The way forward, as Dyson would have it, is through the mass of individuals’ efforts in trying to systematize all this information, through systems like Wikipedia which through masses of data together with masses of individual critics who compete to produce some order. (I confess, here, that I do have a Wikipedia account of my own, although I’m not very active on it at al.)
Among my friends and acquaintances, everybody distrusts Wikipedia and everybody uses it. Distrust and productive use are not incompatible. Wikipedia is the ultimate open source repository of information. Everyone is free to read it and everyone is free to write it. It contains articles in 262 languages written by several million authors. The information that it contains is totally unreliable and surprisingly accurate. It is often unreliable because many of the authors are ignorant or careless. It is often accurate because the articles are edited and corrected by readers who are better informed than the authors.
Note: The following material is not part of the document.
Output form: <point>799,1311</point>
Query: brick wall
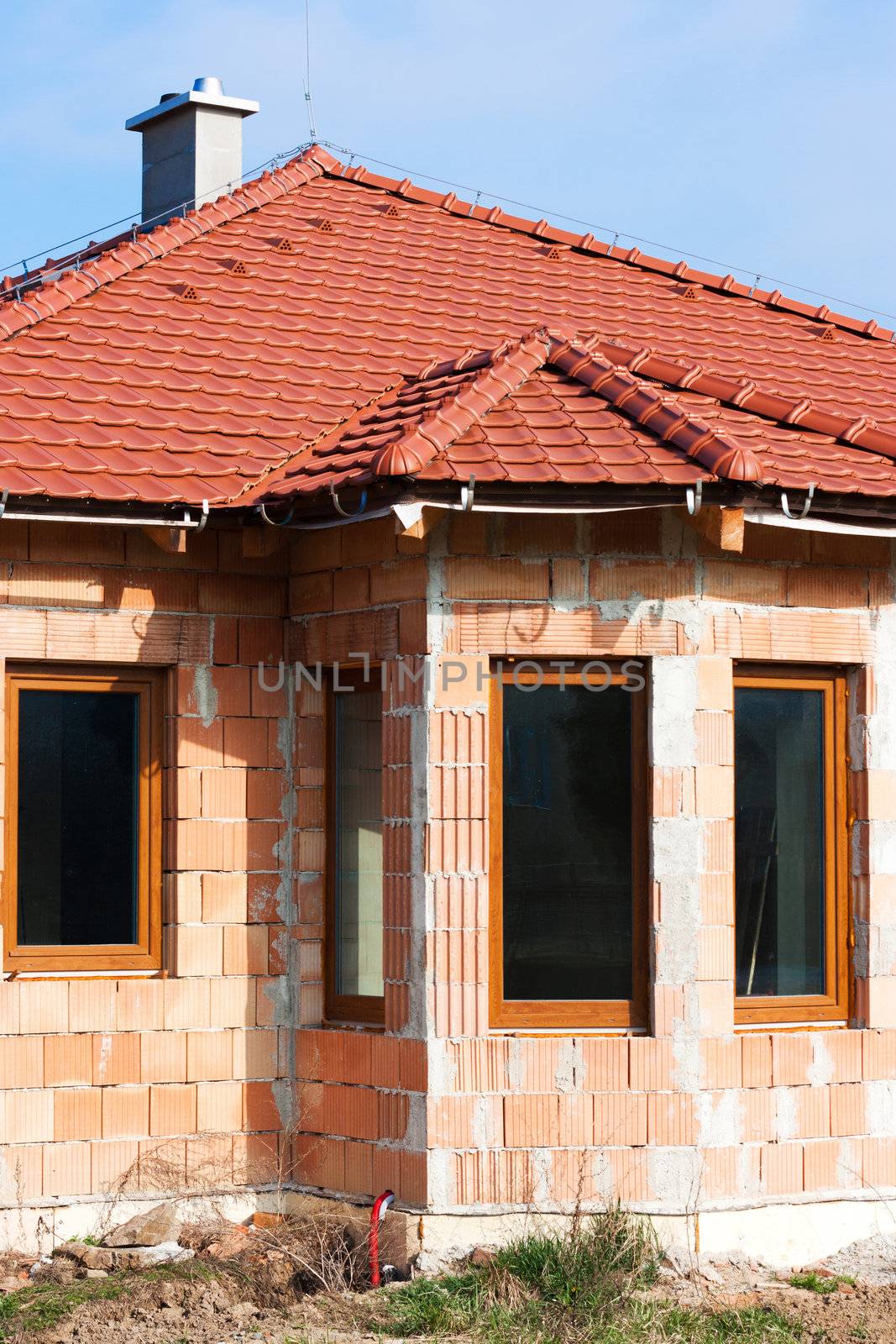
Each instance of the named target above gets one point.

Jimmy Wales hoped when he started Wikipedia that the combination of enthusiastic volunteer writers with open source information technology would cause a revolution in human access to knowledge. The rate of growth of Wikipedia exceeded his wildest dreams. Within ten years it has become the biggest storehouse of information on the planet and the noisiest battleground of conflicting opinions. It illustrates Shannon’s law of reliable communication. Shannon’s law says that accurate transmission of information is possible in a communication system with a high level of noise. Even in the noisiest system, errors can be reliably corrected and accurate information transmitted, provided that the transmission is sufficiently redundant. That is, in a nutshell, how Wikipedia works.
[. . .]
The rapid growth of the flood of information in the last ten years made Wikipedia possible, and the same flood made twenty-first-century science possible. Twenty-first-century science is dominated by huge stores of information that we call databases. The information flood has made it easy and cheap to build databases.
[. . .]
The explosive growth of information in our human society is a part of the slower growth of ordered structures in the evolution of life as a whole. Life has for billions of years been evolving with organisms and ecosystems embodying increasing amounts of information. The evolution of life is a part of the evolution of the universe, which also evolves with increasing amounts of information embodied in ordered structures, galaxies and stars and planetary systems. In the living and in the nonliving world, we see a growth of order, starting from the featureless and uniform gas of the early universe and producing the magnificent diversity of weird objects that we see in the sky and in the rain forest. Everywhere around us, wherever we look, we see evidence of increasing order and increasing information. The technology arising from Shannon’s discoveries is only a local acceleration of the natural growth of information.
“As finite creatures who think and feel, we can create islands of meaning in the sea of information”, Dyson ends his text. Indeed. It may not be everything, but it’s something–a list of somethings, even.